Les États-Unis, après avoir laissé l’Iran jouer un rôle central dans la guerre contre Daech, en Syrie et en Irak, ont opéré un revirement diplomatique pour empêcher l’Iran de sortir en position de force du conflit. Ils sont revenus vers l’Arabie saoudite, qu’ils n’avaient en fait jamais lâchée. Et peu de temps après son élection, Trump a dénoncé l’accord sur le nucléaire iranien, annonçant de nouvelles sanctions commerciales radicales contre l’Iran.

Mettant ses menaces à exécution, il a bloqué les exportations vers ce pays en produits de première nécessité, faisant reculer brutalement le niveau de vie des couches populaires. Mais ces mesures ont aussi visé les alliés régionaux de l’Iran, comme la Turquie, qui craint désormais de ne plus pouvoir recevoir de gaz et de pétrole iraniens. Elles ont aussi visé les autres puissances impérialistes européennes qui avaient des échanges économiques avec l’Iran, auxquels elles ont dû officiellement mettre un terme. Et ce n’est que le début, car le 4 novembre 2018, doit débuter la seconde vague de sanctions économiques, avec notamment l’arrêt des exportations d’hydrocarbures.

Après des années de guerres et de bombardements, les chantiers de la reconstruction sont au cœur des tractations entre tous les protagonistes de la région. Il y a quelques jours, Trump a obligé le gouvernement irakien à passer commande pour 15 milliards de dollars de turbines à gaz auprès du géant américain General Electric alors que le contrat était en passe d’être signé avec le groupe allemand Siemens. Trump avait un argument de poids : si le gouvernement irakien obtempère, les États-Unis pourront accepter de laisser ouvert le gazoduc en provenance d’Iran qui alimente l’Irak.
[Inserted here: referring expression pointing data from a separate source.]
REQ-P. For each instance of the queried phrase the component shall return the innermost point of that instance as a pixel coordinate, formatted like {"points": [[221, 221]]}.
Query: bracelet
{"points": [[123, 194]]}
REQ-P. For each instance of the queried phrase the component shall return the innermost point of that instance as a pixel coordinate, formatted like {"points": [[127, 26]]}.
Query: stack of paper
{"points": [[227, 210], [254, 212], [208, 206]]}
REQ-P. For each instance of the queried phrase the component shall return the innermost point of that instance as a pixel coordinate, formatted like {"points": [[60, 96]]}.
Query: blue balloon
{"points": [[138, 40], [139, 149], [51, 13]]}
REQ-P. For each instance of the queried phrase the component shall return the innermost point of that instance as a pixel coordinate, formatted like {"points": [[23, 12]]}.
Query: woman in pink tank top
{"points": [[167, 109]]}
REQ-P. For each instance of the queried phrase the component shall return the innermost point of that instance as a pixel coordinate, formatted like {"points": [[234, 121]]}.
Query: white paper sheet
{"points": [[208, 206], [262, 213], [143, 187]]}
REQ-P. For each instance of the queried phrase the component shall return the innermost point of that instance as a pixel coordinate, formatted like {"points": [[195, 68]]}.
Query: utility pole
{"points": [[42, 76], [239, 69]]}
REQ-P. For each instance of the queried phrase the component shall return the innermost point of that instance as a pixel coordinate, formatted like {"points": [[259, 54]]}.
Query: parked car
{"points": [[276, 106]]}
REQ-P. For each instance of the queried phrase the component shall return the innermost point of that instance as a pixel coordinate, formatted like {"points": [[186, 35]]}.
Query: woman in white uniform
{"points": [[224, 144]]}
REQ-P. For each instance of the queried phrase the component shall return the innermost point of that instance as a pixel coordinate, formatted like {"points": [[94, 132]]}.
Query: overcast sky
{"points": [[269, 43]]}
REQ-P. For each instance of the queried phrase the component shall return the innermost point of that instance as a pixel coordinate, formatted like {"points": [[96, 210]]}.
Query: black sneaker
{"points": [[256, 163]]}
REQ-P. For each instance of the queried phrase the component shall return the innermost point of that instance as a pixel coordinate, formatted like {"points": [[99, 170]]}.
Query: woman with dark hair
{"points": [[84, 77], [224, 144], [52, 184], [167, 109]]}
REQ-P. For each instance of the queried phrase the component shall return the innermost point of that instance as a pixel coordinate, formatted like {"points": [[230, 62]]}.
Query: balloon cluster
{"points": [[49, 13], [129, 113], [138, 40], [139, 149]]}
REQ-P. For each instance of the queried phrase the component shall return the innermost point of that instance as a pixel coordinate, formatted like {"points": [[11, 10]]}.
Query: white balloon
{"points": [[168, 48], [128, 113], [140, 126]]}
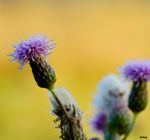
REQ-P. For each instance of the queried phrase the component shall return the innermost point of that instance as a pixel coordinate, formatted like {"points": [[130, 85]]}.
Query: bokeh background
{"points": [[93, 39]]}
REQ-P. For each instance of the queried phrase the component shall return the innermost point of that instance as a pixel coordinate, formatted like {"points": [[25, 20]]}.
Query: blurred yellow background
{"points": [[93, 39]]}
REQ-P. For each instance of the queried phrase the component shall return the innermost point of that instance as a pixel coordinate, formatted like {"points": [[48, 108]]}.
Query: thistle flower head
{"points": [[111, 89], [35, 47], [136, 71]]}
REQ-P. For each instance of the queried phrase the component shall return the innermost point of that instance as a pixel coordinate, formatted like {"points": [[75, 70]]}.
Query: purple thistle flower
{"points": [[136, 70], [99, 122], [34, 47]]}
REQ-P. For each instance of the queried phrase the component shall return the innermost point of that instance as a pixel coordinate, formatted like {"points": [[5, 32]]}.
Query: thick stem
{"points": [[59, 103], [132, 125]]}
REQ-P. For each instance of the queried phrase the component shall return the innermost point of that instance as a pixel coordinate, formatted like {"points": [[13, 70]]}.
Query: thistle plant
{"points": [[35, 51], [116, 104], [138, 72], [112, 118]]}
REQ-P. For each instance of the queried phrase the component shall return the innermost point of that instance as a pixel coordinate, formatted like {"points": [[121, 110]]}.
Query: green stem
{"points": [[59, 103], [132, 125]]}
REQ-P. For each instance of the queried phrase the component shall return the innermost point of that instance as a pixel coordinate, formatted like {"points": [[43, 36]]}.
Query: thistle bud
{"points": [[34, 51], [139, 73]]}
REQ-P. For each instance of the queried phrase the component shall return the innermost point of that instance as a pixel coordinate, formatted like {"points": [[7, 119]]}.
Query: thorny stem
{"points": [[71, 122], [59, 103], [132, 125], [65, 113]]}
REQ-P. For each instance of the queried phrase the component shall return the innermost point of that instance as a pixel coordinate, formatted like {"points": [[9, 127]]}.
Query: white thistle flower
{"points": [[111, 90]]}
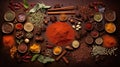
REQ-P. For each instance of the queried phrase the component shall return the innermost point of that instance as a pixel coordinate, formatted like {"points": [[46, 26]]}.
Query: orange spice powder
{"points": [[60, 33]]}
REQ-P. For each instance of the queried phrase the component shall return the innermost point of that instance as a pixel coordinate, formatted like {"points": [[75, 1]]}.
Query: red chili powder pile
{"points": [[109, 41], [60, 33]]}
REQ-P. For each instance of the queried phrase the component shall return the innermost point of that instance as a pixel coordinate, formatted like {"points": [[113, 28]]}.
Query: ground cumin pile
{"points": [[60, 33]]}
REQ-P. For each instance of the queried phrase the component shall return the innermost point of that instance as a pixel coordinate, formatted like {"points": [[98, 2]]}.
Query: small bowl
{"points": [[94, 34], [57, 50], [35, 48], [110, 15], [19, 26], [99, 26], [98, 17], [21, 17], [28, 27], [110, 27], [99, 41], [75, 44], [7, 27], [22, 48], [89, 40], [88, 26], [19, 34], [9, 16]]}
Les États-Unis avaient soutenu jusque-là MBS dans toutes ses initiatives : ses coups de force en Arabie saoudite pour asseoir son autorité, ses initiatives guerrières au Yémen, ou encore le blocus de son rival voisin, le Qatar. Car le Qatar, partageant avec l’Iran un gigantesque gisement gazier offshore se trouvant à cheval sur les deux eaux territoriales, s’est trouvé de fait avoir des intérêts communs avec ce pays. Cette fois-ci, en assassinant d’une façon un peu trop visible un journaliste, employé qui plus est par un quotidien américain, le prince héritier saoudien est devenu difficile à défendre ouvertement et ses tuteurs américains sont contraints de le lâcher, au moins partiellement.
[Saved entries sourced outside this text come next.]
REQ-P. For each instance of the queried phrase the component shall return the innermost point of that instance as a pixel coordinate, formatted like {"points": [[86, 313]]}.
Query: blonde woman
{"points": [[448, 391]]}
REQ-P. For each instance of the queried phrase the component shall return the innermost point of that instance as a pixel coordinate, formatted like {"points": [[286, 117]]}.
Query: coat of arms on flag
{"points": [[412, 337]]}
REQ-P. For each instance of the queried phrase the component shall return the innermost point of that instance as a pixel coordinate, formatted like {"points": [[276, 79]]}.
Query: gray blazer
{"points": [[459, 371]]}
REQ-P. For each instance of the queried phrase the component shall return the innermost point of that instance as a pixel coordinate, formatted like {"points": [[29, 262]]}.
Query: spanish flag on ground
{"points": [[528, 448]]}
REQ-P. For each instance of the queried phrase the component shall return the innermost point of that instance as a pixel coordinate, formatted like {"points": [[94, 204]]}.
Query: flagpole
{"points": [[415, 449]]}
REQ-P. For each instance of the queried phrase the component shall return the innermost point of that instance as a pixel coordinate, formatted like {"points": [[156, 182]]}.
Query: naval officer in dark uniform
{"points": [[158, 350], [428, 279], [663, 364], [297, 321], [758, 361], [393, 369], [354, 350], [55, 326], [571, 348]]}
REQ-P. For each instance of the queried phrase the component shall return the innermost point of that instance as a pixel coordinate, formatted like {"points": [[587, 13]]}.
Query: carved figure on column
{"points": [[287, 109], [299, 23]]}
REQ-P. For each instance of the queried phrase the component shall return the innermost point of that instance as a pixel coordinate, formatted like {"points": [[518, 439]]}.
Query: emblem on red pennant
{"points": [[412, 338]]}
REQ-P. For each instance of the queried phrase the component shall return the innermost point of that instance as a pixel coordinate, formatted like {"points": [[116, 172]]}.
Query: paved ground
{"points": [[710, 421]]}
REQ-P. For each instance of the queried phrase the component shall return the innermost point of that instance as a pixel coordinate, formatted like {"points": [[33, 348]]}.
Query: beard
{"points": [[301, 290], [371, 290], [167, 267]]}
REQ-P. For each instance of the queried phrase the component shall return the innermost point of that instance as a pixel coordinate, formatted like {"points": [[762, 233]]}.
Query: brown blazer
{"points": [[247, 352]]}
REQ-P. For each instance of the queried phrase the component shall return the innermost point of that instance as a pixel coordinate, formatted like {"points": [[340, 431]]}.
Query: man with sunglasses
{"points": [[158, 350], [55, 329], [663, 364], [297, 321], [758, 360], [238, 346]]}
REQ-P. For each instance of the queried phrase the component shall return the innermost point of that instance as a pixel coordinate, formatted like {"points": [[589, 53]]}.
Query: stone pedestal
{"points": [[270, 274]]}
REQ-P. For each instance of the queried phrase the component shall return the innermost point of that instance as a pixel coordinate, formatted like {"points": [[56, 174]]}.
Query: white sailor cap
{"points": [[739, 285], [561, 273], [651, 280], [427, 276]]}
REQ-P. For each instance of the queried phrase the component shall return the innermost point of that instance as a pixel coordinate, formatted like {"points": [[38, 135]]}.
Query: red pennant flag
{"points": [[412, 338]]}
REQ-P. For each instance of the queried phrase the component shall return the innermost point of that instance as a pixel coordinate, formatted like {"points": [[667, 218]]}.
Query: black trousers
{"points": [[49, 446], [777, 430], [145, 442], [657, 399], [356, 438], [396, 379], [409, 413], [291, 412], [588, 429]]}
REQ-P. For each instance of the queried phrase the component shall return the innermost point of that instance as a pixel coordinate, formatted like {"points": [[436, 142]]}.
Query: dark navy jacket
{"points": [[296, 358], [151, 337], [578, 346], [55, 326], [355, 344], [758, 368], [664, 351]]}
Comme a dit le président de la Commission des Affaires étrangères du Sénat des États-Unis : « L’Arabie saoudite est un pays et MBS est une personne. Je suis prêt, à séparer les deux. » Cela ne remet en cause ni la stratégie des États-Unis, qui est une des sources majeures du chaos de la région, ni évidemment les ventes d’armes à l’Arabie saoudite, qui sont une source de profits considérables pour tous les industriels de l’armement européens et américains.